Date of Award

2008

Document Type

Thesis

Department

Business

First Reader

Professor Bryan McKinney

Second Reader

Dr. Hal Bass

Third Reader

Dr. Kevin C. Motl

Abstract

Prohibition did not begin with the ratification of the Eighteenth Amendment in 1920, nor did it end after the repeal of the Prohibition Movement in 1933 . In fact, by the time national prohibition was sent to the states for ratification, twenty-seven states had already adopted statewide prohibition laws. When national prohibition was repealed, previously enacted state prohibition laws remained intact. Therefore, despite the repeal of prohibition at the national level, thirty-eight percent of the nation's population lived in areas with state or local prohibition after 1933.

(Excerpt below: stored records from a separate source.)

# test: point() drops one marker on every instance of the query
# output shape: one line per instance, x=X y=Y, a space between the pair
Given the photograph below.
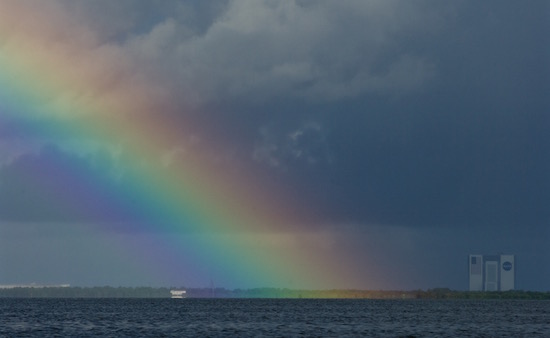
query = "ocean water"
x=273 y=317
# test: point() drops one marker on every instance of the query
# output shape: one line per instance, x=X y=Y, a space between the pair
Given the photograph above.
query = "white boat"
x=178 y=293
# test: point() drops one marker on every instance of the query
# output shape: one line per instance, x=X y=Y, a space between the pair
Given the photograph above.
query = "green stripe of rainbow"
x=40 y=82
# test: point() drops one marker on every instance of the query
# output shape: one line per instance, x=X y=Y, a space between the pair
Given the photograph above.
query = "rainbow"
x=73 y=89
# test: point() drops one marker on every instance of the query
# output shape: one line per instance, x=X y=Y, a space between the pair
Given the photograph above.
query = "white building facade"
x=491 y=272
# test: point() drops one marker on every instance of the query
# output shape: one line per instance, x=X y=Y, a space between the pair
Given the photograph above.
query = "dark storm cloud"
x=470 y=149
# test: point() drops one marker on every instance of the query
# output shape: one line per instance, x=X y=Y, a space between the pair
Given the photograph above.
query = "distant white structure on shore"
x=33 y=285
x=178 y=293
x=491 y=272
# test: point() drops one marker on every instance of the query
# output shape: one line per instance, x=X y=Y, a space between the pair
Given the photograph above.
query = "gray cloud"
x=255 y=50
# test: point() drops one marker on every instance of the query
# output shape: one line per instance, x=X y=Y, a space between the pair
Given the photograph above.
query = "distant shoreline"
x=150 y=292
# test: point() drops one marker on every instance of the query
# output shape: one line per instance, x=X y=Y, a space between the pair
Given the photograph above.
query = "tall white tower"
x=507 y=272
x=475 y=264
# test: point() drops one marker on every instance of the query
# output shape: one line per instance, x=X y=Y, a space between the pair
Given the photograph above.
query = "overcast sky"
x=412 y=132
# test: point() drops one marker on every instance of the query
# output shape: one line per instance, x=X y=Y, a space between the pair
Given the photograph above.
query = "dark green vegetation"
x=148 y=292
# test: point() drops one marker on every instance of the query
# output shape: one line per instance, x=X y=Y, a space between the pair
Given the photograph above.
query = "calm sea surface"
x=273 y=317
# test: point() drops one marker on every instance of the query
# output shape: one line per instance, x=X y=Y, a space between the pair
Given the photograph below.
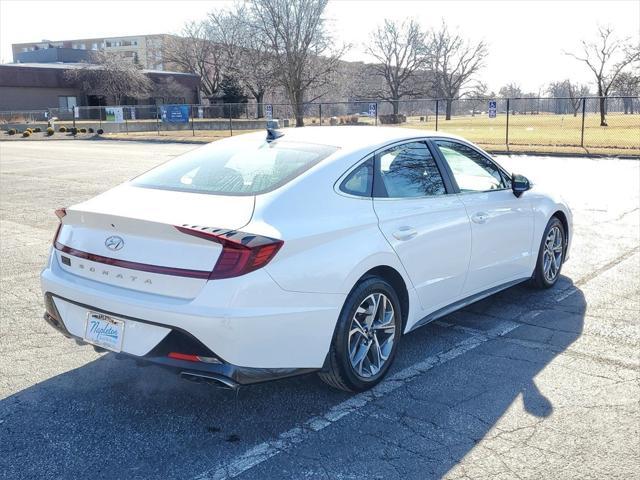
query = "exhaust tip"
x=212 y=379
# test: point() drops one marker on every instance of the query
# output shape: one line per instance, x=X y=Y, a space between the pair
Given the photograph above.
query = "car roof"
x=348 y=138
x=355 y=137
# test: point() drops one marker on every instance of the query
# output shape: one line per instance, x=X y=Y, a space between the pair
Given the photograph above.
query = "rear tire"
x=550 y=255
x=366 y=337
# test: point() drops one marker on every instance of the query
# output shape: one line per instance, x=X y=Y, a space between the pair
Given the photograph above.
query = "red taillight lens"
x=241 y=252
x=183 y=356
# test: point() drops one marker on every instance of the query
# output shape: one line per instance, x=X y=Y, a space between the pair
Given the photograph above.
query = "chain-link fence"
x=537 y=124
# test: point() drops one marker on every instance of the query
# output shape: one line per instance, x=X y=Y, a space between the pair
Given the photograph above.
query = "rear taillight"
x=241 y=252
x=60 y=213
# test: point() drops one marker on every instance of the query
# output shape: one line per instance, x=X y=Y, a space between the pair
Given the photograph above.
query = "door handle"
x=480 y=217
x=405 y=233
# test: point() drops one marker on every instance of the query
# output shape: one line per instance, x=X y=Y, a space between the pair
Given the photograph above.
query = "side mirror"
x=519 y=184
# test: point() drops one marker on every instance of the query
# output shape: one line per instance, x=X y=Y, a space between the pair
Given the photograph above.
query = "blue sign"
x=175 y=113
x=492 y=108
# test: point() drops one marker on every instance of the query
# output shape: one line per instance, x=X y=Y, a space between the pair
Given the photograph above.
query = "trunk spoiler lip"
x=143 y=267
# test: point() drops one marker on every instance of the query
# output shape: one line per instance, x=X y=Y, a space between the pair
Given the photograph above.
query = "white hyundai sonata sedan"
x=264 y=256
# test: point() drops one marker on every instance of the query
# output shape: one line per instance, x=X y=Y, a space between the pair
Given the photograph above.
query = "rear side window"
x=408 y=170
x=235 y=168
x=359 y=181
x=473 y=172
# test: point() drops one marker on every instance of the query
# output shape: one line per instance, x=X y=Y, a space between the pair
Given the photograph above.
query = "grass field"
x=545 y=133
x=623 y=132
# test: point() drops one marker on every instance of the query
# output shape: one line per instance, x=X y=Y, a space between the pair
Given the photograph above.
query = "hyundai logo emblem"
x=114 y=243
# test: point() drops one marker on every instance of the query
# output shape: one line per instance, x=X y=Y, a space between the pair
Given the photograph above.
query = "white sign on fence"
x=114 y=114
x=492 y=108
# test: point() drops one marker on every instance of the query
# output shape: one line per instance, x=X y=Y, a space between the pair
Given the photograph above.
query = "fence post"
x=506 y=140
x=584 y=104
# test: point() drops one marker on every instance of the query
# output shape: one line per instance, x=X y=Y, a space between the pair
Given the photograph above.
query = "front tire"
x=366 y=337
x=550 y=255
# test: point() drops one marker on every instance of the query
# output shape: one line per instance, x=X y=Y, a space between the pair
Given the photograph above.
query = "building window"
x=66 y=103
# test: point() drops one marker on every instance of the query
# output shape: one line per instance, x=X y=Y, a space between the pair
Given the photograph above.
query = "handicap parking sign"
x=492 y=108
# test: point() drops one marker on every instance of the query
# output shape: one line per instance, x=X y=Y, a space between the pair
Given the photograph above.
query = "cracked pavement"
x=524 y=384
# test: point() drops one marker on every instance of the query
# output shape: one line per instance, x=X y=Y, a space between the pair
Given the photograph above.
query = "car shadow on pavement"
x=113 y=419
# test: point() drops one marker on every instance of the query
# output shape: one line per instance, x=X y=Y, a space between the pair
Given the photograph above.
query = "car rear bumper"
x=255 y=329
x=215 y=370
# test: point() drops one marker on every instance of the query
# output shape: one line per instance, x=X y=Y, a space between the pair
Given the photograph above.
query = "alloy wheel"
x=552 y=254
x=371 y=335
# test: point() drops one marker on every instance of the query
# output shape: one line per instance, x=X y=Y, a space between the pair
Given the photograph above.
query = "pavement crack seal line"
x=287 y=440
x=296 y=435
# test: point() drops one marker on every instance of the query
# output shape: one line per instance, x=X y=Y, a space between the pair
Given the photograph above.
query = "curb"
x=563 y=154
x=153 y=140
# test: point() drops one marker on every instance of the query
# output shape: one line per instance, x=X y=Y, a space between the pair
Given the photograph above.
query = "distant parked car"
x=260 y=257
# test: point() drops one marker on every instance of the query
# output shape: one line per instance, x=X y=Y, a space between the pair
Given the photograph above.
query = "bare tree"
x=246 y=55
x=577 y=93
x=606 y=58
x=110 y=76
x=194 y=52
x=400 y=51
x=294 y=32
x=454 y=62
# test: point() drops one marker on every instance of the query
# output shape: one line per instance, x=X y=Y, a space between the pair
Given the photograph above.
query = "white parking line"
x=285 y=441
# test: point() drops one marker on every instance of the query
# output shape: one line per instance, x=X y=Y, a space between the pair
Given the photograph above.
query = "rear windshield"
x=235 y=168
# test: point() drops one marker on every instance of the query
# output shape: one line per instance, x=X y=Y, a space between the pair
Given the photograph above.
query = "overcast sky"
x=526 y=38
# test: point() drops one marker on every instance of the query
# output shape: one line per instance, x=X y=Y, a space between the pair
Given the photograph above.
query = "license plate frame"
x=104 y=331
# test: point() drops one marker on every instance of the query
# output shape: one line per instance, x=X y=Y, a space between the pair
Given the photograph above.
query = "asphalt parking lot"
x=524 y=384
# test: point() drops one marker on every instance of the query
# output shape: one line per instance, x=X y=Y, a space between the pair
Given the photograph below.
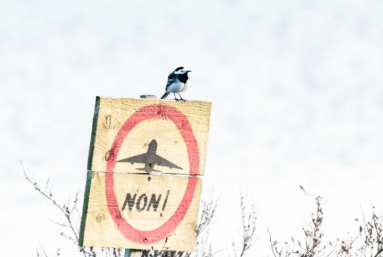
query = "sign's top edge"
x=150 y=99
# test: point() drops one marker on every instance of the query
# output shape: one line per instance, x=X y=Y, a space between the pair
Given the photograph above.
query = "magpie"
x=178 y=81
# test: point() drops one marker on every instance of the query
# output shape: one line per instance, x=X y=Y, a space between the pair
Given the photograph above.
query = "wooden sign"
x=143 y=185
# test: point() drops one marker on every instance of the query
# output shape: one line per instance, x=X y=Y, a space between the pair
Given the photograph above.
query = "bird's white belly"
x=186 y=86
x=176 y=87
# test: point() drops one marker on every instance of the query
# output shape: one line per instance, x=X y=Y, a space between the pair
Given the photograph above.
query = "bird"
x=178 y=81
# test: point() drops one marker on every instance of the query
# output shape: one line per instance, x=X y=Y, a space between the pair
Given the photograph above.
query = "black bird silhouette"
x=150 y=158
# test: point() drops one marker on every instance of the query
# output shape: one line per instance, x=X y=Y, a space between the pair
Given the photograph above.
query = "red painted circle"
x=184 y=127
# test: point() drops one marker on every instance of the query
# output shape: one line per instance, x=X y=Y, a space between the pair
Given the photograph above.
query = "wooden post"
x=133 y=252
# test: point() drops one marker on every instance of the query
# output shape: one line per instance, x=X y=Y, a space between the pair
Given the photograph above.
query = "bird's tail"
x=165 y=95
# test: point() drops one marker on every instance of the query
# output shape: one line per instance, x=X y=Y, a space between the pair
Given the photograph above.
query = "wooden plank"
x=132 y=197
x=144 y=211
x=168 y=126
x=88 y=180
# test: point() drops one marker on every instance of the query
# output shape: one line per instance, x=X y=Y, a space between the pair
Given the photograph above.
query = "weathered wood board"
x=142 y=187
x=147 y=210
x=154 y=122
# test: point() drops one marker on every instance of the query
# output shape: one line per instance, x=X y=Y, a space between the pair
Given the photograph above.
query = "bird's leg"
x=181 y=97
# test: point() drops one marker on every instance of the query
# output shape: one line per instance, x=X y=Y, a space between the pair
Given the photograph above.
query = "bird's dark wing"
x=171 y=78
x=135 y=159
x=158 y=160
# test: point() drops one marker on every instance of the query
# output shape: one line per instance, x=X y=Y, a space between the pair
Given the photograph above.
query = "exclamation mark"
x=166 y=200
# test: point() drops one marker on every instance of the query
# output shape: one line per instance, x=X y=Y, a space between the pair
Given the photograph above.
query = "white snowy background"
x=296 y=87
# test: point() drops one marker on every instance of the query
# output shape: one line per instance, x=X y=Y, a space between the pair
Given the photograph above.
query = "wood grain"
x=113 y=113
x=102 y=231
x=127 y=207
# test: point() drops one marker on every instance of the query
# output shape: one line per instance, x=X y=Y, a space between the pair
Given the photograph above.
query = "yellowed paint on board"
x=130 y=191
x=113 y=113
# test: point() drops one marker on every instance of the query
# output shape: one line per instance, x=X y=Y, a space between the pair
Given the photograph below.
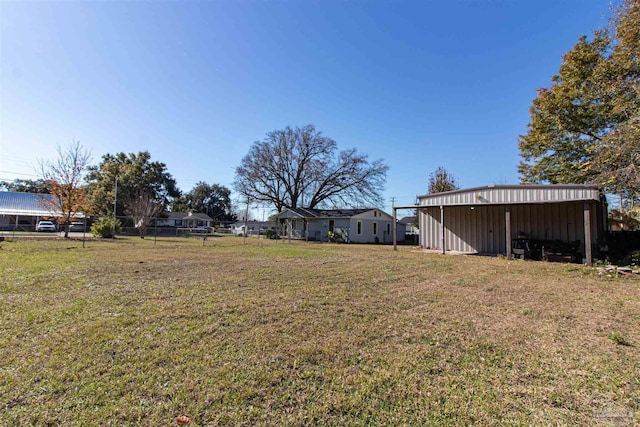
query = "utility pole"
x=115 y=202
x=246 y=214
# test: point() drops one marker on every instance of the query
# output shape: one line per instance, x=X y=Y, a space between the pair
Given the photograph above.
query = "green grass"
x=271 y=333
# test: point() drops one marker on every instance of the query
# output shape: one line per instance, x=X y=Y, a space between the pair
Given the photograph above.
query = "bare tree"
x=143 y=208
x=63 y=178
x=301 y=168
x=441 y=181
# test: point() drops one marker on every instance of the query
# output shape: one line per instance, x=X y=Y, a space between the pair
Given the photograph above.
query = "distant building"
x=492 y=219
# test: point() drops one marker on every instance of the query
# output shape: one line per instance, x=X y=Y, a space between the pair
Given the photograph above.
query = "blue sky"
x=420 y=84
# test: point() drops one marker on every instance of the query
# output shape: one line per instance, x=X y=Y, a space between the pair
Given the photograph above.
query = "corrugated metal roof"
x=27 y=204
x=512 y=194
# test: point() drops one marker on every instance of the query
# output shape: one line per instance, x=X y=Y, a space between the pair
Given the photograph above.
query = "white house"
x=24 y=210
x=498 y=218
x=341 y=225
x=185 y=220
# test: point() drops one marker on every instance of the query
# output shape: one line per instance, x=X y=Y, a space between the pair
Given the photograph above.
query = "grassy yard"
x=132 y=333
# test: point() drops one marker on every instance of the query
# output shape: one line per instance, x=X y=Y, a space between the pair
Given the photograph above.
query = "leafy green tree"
x=135 y=173
x=441 y=181
x=585 y=127
x=212 y=199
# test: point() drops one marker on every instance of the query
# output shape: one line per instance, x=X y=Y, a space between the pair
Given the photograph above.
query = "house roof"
x=186 y=215
x=323 y=213
x=27 y=204
x=513 y=194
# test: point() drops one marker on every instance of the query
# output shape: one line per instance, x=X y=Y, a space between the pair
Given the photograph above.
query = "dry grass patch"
x=132 y=333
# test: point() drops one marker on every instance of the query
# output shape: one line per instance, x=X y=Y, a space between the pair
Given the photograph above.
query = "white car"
x=45 y=226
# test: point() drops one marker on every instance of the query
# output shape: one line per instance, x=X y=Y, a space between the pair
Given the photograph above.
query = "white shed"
x=368 y=225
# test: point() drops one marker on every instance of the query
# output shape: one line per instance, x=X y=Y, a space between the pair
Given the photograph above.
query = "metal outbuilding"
x=486 y=219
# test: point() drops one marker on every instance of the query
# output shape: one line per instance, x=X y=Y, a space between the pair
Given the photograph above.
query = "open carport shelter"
x=486 y=220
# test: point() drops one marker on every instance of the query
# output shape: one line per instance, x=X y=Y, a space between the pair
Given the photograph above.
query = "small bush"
x=618 y=339
x=104 y=227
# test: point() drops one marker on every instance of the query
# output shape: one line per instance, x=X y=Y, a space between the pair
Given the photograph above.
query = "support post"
x=395 y=243
x=444 y=249
x=507 y=221
x=587 y=233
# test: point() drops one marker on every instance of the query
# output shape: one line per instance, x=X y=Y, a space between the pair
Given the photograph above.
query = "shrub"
x=104 y=227
x=632 y=258
x=618 y=339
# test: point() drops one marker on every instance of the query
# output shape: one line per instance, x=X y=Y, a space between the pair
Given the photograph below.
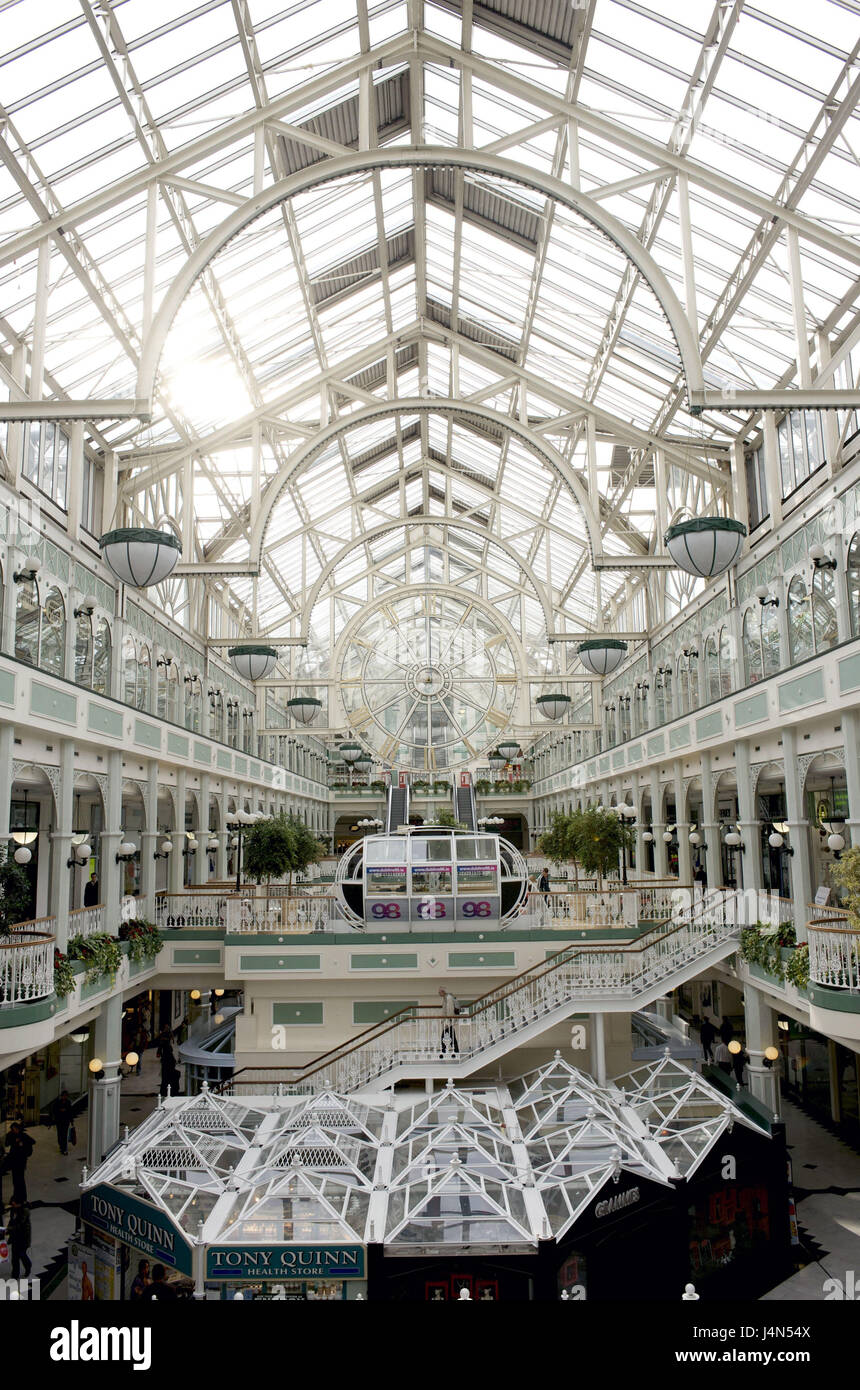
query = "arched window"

After national repeal, however, state prohibition laws were gradually abandoned as more regions of the country became wet. In order to appease counties that wished to remain dry, some state enacted local option laws, which allowed individual counties to readopt prohibition. After Arkansas established local option elections in 1942, forty three counties opted to become dry again. Those forty-three counties remain dry today.

Clark County, Arkansas, is one of a handful of counties across the country that has remained dry. The issue of alcohol continues to be just as contentious in Clark County as it was decades ago during the height of the prohibition era. Attempts to repeal prohibition in Clark County have all been unsuccessful. The most recent attempt in 2006 failed after months of heated debate.

The distinction between wet and dry is being blurred in Clark County and other counties as they continue to wrestle with the debate over alcohol. Several dry counties are now opting to become "damp" by granting liquor licenses to certain establishments. Other counties are outright rejecting their dry status in favor of becoming completely wet. Many dry counties have reached a difficult impasse between the need for progress and the respect for tradition. True to its history, the prohibition of alcohol remains a controversial and dividing issue.

Arkansas and Clark County personify the past, present, and future of prohibition. Although the issue has faded from the national scene, it has not completely faded from local debate. Decades removed from national prominence, prohibition still manages to harshly divide communities along wet and dry lines. AI Capone, a famous gangster and bootlegger, may have summed it up perfectly when he stated, "Prohibition has made nothing but trouble."